Getting to know Germany Through its History

Our students have settled in very well in Germany, the country they will call home for the next 10 months. Our students are not only learning the German language in their summer language course, but their experience of living in a foreign country is becoming a deeper, lasting understanding through learning a bit about its history and culture.

Visiting historical sites can be a great way to learn and understand the culture and customs of the foreign country you are living in. Sheila Malina from International Relations batch 2015, (currently  doing her research semester in Germany) has shared some pictures regarding her visit to Konzentrationslager Buchenwald  (Buchenwald Concentration Camp), in Weimar, with her fellow students. Learning about the Holocaust in a history class in school is one thing, but actually seeing the place where it all happened is a great way to have a better and deeper understanding of the events that happened in the past.

Buchenwald concentration camp was a German Nazi concentration camp that was established on Ettersberg hill near Weimar, in July 1937. It was one of the first and the largest of the concentration camps on German soil. Prisoners from all over Europe and the Soviet Union— Jews, Poles and other Slavs, the mentally ill, those disabled from birth defects, religious and political prisoners, Roma and Sinti, Freemasons, Jehovah’s Witnesses (then called Bible Students), criminals, homosexuals, and prisoners of war all worked primarily as forced labor in local armaments factories.

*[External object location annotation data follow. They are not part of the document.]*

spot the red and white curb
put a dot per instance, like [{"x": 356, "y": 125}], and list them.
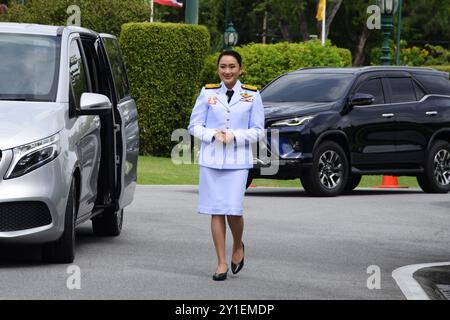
[{"x": 409, "y": 286}]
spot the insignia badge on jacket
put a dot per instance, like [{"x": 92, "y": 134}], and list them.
[
  {"x": 249, "y": 87},
  {"x": 246, "y": 97},
  {"x": 212, "y": 100},
  {"x": 213, "y": 86}
]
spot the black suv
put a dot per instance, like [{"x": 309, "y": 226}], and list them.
[{"x": 337, "y": 124}]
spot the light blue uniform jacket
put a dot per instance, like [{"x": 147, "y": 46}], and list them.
[{"x": 243, "y": 116}]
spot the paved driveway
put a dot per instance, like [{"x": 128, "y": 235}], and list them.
[{"x": 297, "y": 247}]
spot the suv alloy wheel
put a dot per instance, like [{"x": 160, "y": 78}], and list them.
[
  {"x": 328, "y": 174},
  {"x": 436, "y": 177}
]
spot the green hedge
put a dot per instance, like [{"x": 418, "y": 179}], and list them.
[
  {"x": 262, "y": 63},
  {"x": 164, "y": 62},
  {"x": 428, "y": 55},
  {"x": 99, "y": 15}
]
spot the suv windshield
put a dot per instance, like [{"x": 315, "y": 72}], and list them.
[
  {"x": 308, "y": 87},
  {"x": 29, "y": 67}
]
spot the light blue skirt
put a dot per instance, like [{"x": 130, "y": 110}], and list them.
[{"x": 221, "y": 191}]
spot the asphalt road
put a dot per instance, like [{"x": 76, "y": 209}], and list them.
[{"x": 297, "y": 247}]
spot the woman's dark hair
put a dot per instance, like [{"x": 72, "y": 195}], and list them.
[{"x": 232, "y": 53}]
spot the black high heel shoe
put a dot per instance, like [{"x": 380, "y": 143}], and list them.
[
  {"x": 220, "y": 276},
  {"x": 235, "y": 268}
]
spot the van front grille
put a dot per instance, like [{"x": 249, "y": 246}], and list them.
[{"x": 15, "y": 216}]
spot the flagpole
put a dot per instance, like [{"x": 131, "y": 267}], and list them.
[{"x": 324, "y": 22}]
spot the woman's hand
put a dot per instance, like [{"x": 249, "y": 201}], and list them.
[
  {"x": 224, "y": 136},
  {"x": 229, "y": 136},
  {"x": 220, "y": 136}
]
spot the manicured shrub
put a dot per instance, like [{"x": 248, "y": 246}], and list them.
[
  {"x": 164, "y": 62},
  {"x": 263, "y": 63}
]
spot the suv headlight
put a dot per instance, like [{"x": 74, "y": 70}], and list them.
[
  {"x": 31, "y": 156},
  {"x": 292, "y": 122}
]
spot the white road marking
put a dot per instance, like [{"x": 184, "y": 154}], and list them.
[{"x": 409, "y": 286}]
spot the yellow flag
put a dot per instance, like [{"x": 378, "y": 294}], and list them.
[{"x": 320, "y": 10}]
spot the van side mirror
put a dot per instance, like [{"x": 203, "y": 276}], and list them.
[
  {"x": 361, "y": 99},
  {"x": 93, "y": 104}
]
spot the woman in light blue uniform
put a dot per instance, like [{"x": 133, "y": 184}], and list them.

One of the most important things is going to historical sites and hearing about the history, the language and the roots; because getting to know the country means you start to discover new things; you realize that there are so many things that might not have been mentioned in history books. We hope our students will have one of the best life experiences during their time in Germany and we hope they come back home with tons of knowledge, understanding, and maturity.